The botanical name derives from on the one hand the superficial similarity of its foliage to that of the cycad genus Zamia and on the other hand its kinship to the genus Colocasia, whose name comes from a word culcas or colcas in a Middle Eastern language of antiquity and which is named qolqas (Egyptian Arabic: قلقاس‎, IPA: [ʔolˈʔæːs]) in Arabic. Botanical synonyms include Caladium zamiaefolium, Zamioculcas loddigesii and Z. lanceolata.

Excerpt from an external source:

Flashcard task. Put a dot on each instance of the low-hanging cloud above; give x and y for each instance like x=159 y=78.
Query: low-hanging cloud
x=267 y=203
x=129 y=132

It is a herbaceous plant growing to 17.7–23.6 in tall, from a stout underground, succulent rhizome. It is normally evergreen, but becomes deciduous during drought, surviving drought due to the large potato-like rhizome that stores water until rainfall resumes. The leaves are pinnate, 15.7–23.6 in long, with 6–8 pairs of leaflets 2.8–5.9 in long; they are smooth, shiny, and dark green. The stems of these pinnate leaves are thickened at the bottom.

The flowers are produced in a small bright yellow to brown or bronze spadix 2.0–2.8 in long, partly hidden among the leaf bases; flowering is from mid summer to early autumn.

Zamioculcas zamiifolia contains an unusually high water contents of leaves (91%) and petioles (95%) and has an individual leaf longevity of at least six months, which may be the reason it can survive extremely well under interior low light levels for four months without water.